The rest of the story didn’t sound so good. It turned out that while we were dealing with Mendoza, he was transferring a shipment of weapons across the border. The whole thing was a setup. Mendoza drew our attention away from his criminal activity by messing with us personally. When Marcello showed up and told me the fucker managed to escape from the detention center, I went livid. But then again, as I said before, Mendoza was as slippery as an eel.

After I heard it all, my head was hurting big time.

“Boys, girls, and theys, get the fuck out,” Luz said, sounding impatient. “I need to talk to my fiancé. And if any of you lets Officer Vile into this room, I’m officially cancelling you.”

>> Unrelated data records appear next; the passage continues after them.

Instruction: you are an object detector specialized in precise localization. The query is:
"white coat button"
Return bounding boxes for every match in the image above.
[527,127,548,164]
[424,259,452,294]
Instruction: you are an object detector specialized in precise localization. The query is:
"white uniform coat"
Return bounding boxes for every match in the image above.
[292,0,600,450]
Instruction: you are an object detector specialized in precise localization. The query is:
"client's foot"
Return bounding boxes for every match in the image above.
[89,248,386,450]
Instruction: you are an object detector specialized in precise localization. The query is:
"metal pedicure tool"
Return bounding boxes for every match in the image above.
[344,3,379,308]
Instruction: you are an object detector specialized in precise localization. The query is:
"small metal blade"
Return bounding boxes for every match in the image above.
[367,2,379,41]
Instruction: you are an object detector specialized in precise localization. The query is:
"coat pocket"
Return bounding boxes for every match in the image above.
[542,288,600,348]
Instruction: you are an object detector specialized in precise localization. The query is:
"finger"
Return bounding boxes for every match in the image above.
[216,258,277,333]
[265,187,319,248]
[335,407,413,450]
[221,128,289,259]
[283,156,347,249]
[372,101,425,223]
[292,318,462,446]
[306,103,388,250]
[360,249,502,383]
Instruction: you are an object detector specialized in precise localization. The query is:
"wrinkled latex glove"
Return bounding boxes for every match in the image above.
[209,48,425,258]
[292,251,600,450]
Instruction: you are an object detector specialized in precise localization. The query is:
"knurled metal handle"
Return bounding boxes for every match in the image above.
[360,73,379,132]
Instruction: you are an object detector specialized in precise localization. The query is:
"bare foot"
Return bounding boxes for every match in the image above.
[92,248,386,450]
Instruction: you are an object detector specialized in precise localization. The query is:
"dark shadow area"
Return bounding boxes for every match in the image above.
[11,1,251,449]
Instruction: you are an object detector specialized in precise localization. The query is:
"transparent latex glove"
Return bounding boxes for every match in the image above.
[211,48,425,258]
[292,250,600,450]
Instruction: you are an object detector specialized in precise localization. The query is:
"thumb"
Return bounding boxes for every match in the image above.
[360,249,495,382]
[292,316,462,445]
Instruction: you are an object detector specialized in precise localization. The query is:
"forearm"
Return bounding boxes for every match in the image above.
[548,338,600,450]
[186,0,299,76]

“Fiancé?” I said when everyone left. “I have a feeling I’m missing something.”

“Never mind that,” Luz breathed, wide-eyed. “Did you mean what you said in the chapel?”

I knew exactly what he meant, but I decided to fuck with him because he was behaving like a brat.

“What do you mean?” I said, frowning in confusion.

Aquamarine eyes found mine, filled with alarm.

“You don’t remember?” Luz whispered, turning pale. “Maybe you have amnesia. Oh my God, you have amnesia, don’t you?”

I burst into laughter because he was just hilarious.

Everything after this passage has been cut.